A legal system is not simply a collection of enforceable rules; it is a structural framework that defines the relationship between the individual and society. Its purpose is not to command, but to coordinate organising power through clarity, stability, and justification. The following axioms express the principles by which I evaluate whether a legal system is effective and legitimate.
1. Transparency
The law must be publicly accessible and written in a form that can be understood by the people it governs. A rule that cannot be known in advance, or whose meaning is ambiguous by design, is not law but control by obscurity.
2. Repeatability
The application of legal rules must be consistent across time, actors, and institutions. Identically situated cases must receive comparable treatment unless a principled distinction is offered. The principle of treating like cases alike is not an aesthetic virtue, but a formal requirement for the system to function as a system i.e., as a rule-governed structure rather than a series of isolated commandments.

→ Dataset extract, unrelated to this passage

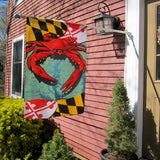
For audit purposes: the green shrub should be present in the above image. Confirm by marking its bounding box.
[0,97,48,160]
[105,79,137,156]
[38,129,75,160]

3. Equality Before the Law
The law must apply uniformly to all subjects of the legal order. There can be no legitimacy in a framework that permits differential application based on wealth, status, or political proximity. Hierarchical exceptions erode the standards of the system by introducing partiality where there ought to be neutrality, undermining the principle of the rule of law.
4. Constrained Fairness (Equity)
Fairness based exceptions known as "equitable principles" in English law are necessary to prevent the mechanical application of rules from producing unjust outcomes. However, such exceptions must be formally integrated into the legal framework. Discretion, where exercised, must be bounded by explicit criteria and accompanied by justificatory reasoning. Unconstrained appeals to equity risk transforming law into arbitrary adjudication.
5. Minimalist
The domain of law should be narrow, not expansive. Its function is to define the conditions of membership in a legal order not to engineer moral outcomes, prescribe virtue, or enforce contested conceptions of the good. Legal intervention should be limited to contexts where coordination, remedy, or non-coercive resolution is otherwise unattainable.
6. Open Access
Access to legal process must not be conditioned upon economic resources. If the capacity to assert or defend a right is functionally unavailable to those without financial means, then the system denies the very conditions of participation it purports to guarantee. Justice, under such conditions, becomes a transaction, not a status.
7. Structural Coherence
The legal system must exhibit internal consistency. Conflicting norms must be ordered by hierarchy; ambiguous provisions must be subject to principled interpretation. Without structural coherence, the system collapses into incoherence, where predictability, accountability, and rule-governed behaviour become impossible.
These axioms are not aspirational; they are conditions of legitimacy. A system that fails to meet them may continue to issue demands, enforce compliance, and resolve disputes—but it does not thereby constitute law in any meaningful or defensible sense. It becomes a mechanism of control: operative, but lacking principled justification for the power it exercises.